NIGHTWISH
ONCE
ALBUM NUCLEAR BLAST, SOUND POLLUTION RELEASE: JUNE 9, 2004 REVIEW: JUNE 17, 2004

With ripening age I have started to enjoy the occasional musical. Whatever my opinion of the music may be, the moment when every actor on stage joins into a final dramatic chorus together with the leads, the hairs on my arms rise on end despite myself. If an entire symphonic orchestra additionally backs up the singers, all your defense systems go down.
On "Once", Nightwish immediately starts building up towards this point, and after reaching it they just go on. Strings, keyboards, guitars, choirs, choirs and more choirs, Native American chanting, flutes and Tarja Turunen's distinct vocals all saturate the output to the point of total overload. The line between good taste and kitsch is constantly being crossed in both directions. At some point "Carmina Burana" by Carl Orff comes to mind, seconds later all I can think of is Meat Loaf running among castle ruins in silly medieval robes.

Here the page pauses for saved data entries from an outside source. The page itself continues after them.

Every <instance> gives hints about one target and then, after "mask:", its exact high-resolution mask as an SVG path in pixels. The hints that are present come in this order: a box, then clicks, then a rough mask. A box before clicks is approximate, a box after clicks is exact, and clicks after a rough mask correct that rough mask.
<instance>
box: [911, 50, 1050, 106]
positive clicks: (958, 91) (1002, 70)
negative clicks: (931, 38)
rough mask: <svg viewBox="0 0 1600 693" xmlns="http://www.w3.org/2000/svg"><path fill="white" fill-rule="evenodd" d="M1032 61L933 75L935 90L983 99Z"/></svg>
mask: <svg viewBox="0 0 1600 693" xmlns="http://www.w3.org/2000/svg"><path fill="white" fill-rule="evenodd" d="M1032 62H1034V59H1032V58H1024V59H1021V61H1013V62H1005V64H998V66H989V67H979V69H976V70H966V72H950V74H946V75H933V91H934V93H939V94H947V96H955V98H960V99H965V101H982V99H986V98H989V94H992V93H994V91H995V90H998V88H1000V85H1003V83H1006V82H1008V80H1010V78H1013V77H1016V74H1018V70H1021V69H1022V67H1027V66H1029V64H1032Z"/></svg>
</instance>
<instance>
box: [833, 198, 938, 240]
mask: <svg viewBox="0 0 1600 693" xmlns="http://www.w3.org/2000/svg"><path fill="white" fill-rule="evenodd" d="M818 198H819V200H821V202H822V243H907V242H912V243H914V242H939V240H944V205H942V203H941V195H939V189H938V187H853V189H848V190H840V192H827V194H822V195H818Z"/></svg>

If "Once" were a movie, it would be the case of a huge budget pic with some problems at the script stage. The London Session Orchestra, that contributes bountifully (and expensively) to this album, is the equivalent of, say, Lucasfilm's FX-unit Industrial Light and Magic, making skyscrapers crumble and dinosaurs move so naturally that you hardly notice the lack of a proper dramatic structure. "Once" is impressive in its rock opera ambitions, but it would have benefited from more variations in tempo. Though ballads are interspersed on the album, they are all bombastic power ballads with more choirs, strings, keyboards... You get the idea.

It's nice to finally hear Tanja in Finnish on "Kuolema tekee taiteijlian" (death makes the artist), the only really restrained ballad of the album. Otherwise I can't really see why I shouldn't get out and watch "Jesus Christ Superstar" or something, where you get this musical vibe and a storyline to go with it. But perhaps my judgment is tainted by the awful promotion copy of the album where parts of the songs are faded to allow a gentleman to read the titles of the songs.